This repository provides my solution for Project assignment for the course of Machine Learning and Computational Statistics for the MSc in Data Science at Athens University of Economics and Business.

Hyper Spectral Image (HSI)

An HSI depicts a specific scene at several (L) narrow continuous spectral bands (actually, they visualize the reflectance of the depicted scene in various spectral bands). It can be represented by a MxNxL three-dimensional cube, where the first two dimensions correspond to the spatial information, while the third corresponds to the spectral information. Thus, the (i,j) pixel in such an image, i=1,…,M, j=1,…,N, is represented by an L-dimensional vector (constituted by the corresponding spectral bands), called the spectral signature of the pixel. The HSI may depict specific scenes of the earth surface at a specific spatial resolution (that is, a single pixel may represent an area from 3x3 m2 , to, e.g., 100x100m2 or more). That is, each pixel is likely to depict more than one materials depicted in the corresponding area of the scene. Such pixels are called mixed pixels and they are the vast majority of the pixels in the image. On the other hand, there are (usually) a few pixels that depict a single material. These are called pure pixels.

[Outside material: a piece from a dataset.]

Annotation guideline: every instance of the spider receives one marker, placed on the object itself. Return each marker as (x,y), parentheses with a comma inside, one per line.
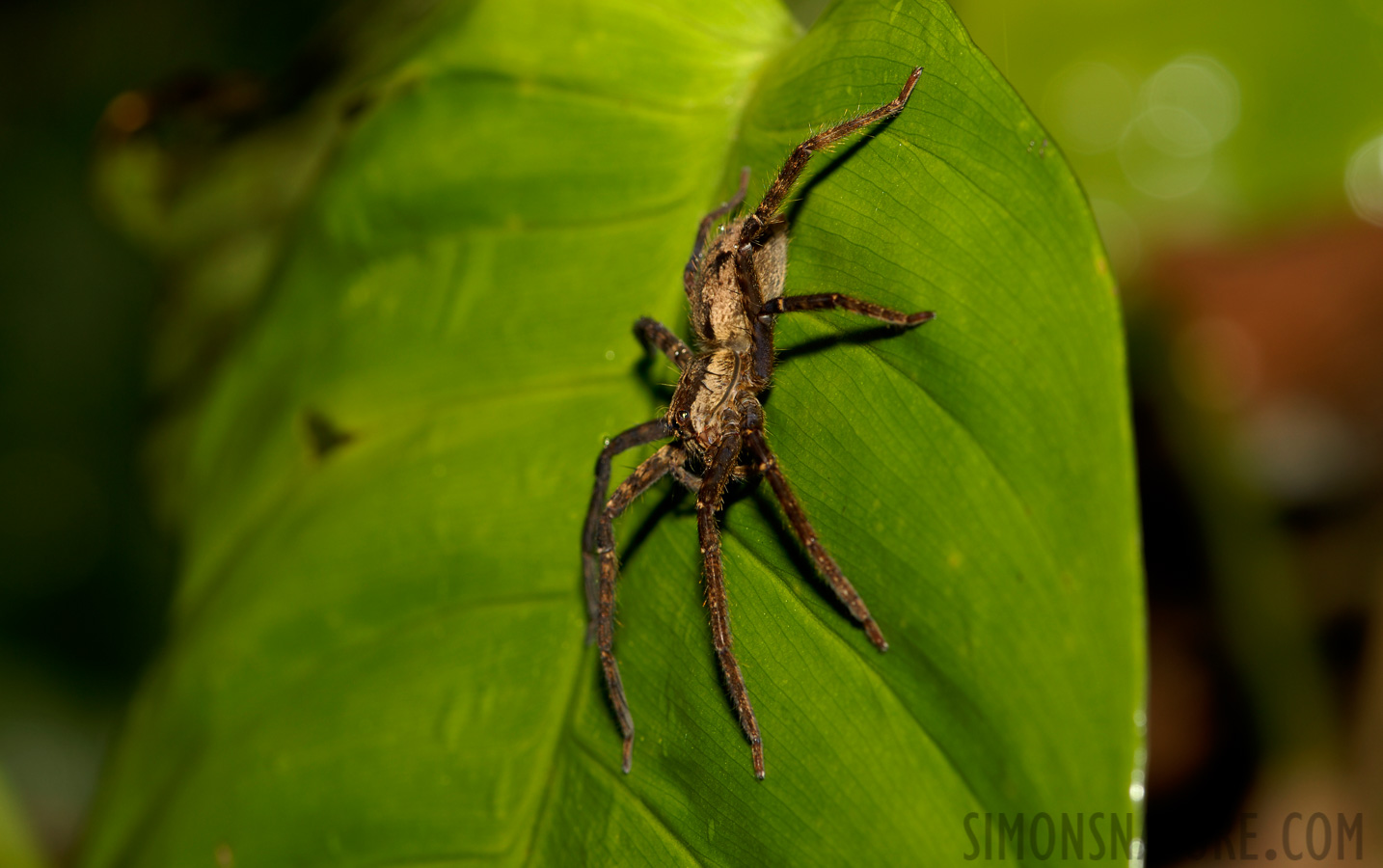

Problem set - Processing HSI

Spectral unmixing

The problem here is stated as follows: Assume that a set of m spectral signatures corresponding to the pure pixels in the HSI under study is given. For a given pixel in the image, the aim is to determine the percentage (abundance) to which each pure material contributes in its formation. It is clear, that SU provides sub-pixel information for a given pixel. Speaking in mathematical terms, let (i) y be the (column L-dimensional) spectral signature of the pixel under study, (ii) x1,… xm, be the spectral signatures (column L-dimensional vectors) of the pure pixels in the image (each one corresponding to a pure material met in the image) and (iii) θ, the m-dimensional abundance vector of the pixel (its q-th coordinate corresponds to the percentage to which the q-th pure pixel contributes to the formation of the pixel under study). Adopting the linear spectral unmixing hypothesis, the above quantities are related as follows y = X * θ + η where η is an L-dimensional i.i.d., zero mean Gaussian noise vector. Note that, physically, the entries of θ should be nonnegative and (ideally) they should sum to one.

Supervised Classification

In this case, the problem is stated as follows: Assume that all the pixels in the HSI under study are known to belong to one out of m known classes. Given a specific pixel, the aim is to determine the most suitable class to assign it.

Data explained

All questions in this project refer to the so called “Pavia University” HSI, which depicts an area of the University of Pavia in Italy. It is a 300x200 spatial resolution HSI and consists of 103 spectral bands, gathered by the ROSIS sensor. Its spatial resolution is 1.3m (that is, the HSI is a 300x200x103 cube). The HSI depicts materials from nine (9) classes. The data that will be used are in the files “PaviaU_cube.mat” (the Pavia University hypercube) and “PaviaU_ground_truth.mat” (the class label for each pixel). Only the pixels with nonzero class label will be taken into consideration in this project.

Project Description

Spectral Unmixing

The “PaviaU” HSI includes 9 endmembers, each one corresponding to a certain material, as described in the following table:

  1. Water
  2. Trees
  3. Asphalt
  4. Self-Blocking Bricks
  5. Bitumen
  6. Tiles
  7. Shadows
  8. Meadows
  9. Bare Soil

The aim is to perform unmixing on each one of the pixels in the image with nonzero label, with respect to the 9 endmembers using the following five different spectral unmixing methods:

(a) Least squares (b) Least squares imposing the sum-to-one constraint (c) Least squares imposing the non-negativity constraint on the entries of θ (d) Least squares imposing both the non-negativity and the sum-to-one constraint on the entries of θ (e) LASSO, i.e., impose sparsity on θ via 𝑙1 norm minimization.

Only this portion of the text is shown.